Friday, November 28, 2014

Cooking is fun!

Cooking is fun!

If you love food, like I do, then you probably also love to cook. But it's also a lot of work to cook from scratch and stay within a budget. Brainstorming menus, going grocery shopping, unpacking the food at home, cooking dinner, serving, eating, cleaning up afterwards. Usually enjoy doing almost all of these things, but that has changed. For the past six weeks or so, cooking has just been a chore. Hans is rarely ever home for dinner, or if he is home at dinnertime, he is eating breakfast and getting ready to go into work for an overnight shift while the girls and I are eating dinner. For the past six weeks, cooking hasn't been fun. It's been a chore, and one that I usually do with a toddler whining at my ankles for me to hold her.

Cook with me

This isn't how it should be, and, after so many weeks of galley-slave drudgery, I'd forgotten how much I love being in the galley, preparing healthy, delicious food. Years ago, I read Barbara Kingsolver's collection of essays, Small Wonder. It is her response to September 11. In one essay she talks about food and that discussion has been a foundation of my relationship with food. Instead of viewing cooking dinner as one more task to be completed at the end of an already busy day, cooking dinner can be a communal, familial activity. Instead of playing board games for family bonding, cook together!
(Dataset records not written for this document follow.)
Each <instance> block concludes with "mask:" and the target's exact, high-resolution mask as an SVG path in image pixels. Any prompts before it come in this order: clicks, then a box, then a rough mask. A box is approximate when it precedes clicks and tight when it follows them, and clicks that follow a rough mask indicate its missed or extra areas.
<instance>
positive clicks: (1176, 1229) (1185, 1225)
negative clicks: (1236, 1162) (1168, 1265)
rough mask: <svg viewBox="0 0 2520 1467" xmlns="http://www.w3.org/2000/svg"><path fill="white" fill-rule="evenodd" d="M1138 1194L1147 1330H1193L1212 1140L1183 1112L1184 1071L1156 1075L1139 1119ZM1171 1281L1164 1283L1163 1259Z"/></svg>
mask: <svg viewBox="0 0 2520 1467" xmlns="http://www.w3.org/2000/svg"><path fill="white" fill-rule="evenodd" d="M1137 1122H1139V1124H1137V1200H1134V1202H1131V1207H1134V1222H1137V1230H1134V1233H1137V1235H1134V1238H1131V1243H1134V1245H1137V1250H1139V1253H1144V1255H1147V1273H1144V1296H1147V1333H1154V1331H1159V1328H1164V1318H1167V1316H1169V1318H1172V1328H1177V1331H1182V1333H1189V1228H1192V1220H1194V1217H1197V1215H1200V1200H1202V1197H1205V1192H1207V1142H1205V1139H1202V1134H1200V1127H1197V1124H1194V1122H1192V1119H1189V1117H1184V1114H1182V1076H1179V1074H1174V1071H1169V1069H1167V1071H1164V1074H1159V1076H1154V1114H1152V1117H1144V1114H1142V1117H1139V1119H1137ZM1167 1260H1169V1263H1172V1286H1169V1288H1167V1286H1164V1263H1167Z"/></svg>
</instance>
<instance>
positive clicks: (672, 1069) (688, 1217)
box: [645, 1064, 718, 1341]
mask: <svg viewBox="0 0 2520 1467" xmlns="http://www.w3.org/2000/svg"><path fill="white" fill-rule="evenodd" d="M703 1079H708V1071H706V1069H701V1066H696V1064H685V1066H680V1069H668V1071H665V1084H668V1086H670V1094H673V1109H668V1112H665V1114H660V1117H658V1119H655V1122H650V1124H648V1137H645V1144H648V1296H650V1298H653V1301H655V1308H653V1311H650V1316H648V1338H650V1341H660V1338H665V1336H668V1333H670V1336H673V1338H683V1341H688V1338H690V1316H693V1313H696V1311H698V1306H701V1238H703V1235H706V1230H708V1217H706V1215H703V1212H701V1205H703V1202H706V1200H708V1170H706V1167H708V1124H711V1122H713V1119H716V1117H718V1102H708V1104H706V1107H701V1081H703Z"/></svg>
Hans and I have always liked to cook together. He is more of a perfectionist and will fuss pay close attention to the ingredients and preparation, while I like to glance at recipes for ideas and then throw things in the pan and hope it works improvise. In a galley as small as ours, we take turns sitting at the table sous chef-ing for each other while the other person is at the stove and we chat about our days.


The galley. It's a good-sized space for a boat, but tiny for land lubbers.   There is space for one person in that square bordered by the fridge, sink, and stove.


I've always invited Freja and Matilda into the galley with me - to add a cup of flour or stir the muffin batter. It's always messier and, no, they don't always eat the kale chips or zucchini fritters just because they participated in the cooking, but I love laying the groundwork for them to have healthy relationships with food, cooking, and eating.

But they're not the same as having another adult in the kitchen - another food lover and cook. I didn't realize how much I missed this until last Tuesday. Hans had a day off and it poured rain all day. So we cooked. He baked bread, I marinated chicken, he added steam to his bread to make that thick crust, I pressure-cooked the chicken. Then we ate. And, because we have two little ones, the meal only lasted for its usual ten minutes, but that didn't matter because it was so much more than the eating.

evidence of a good meal: clean plates, even the kid plates!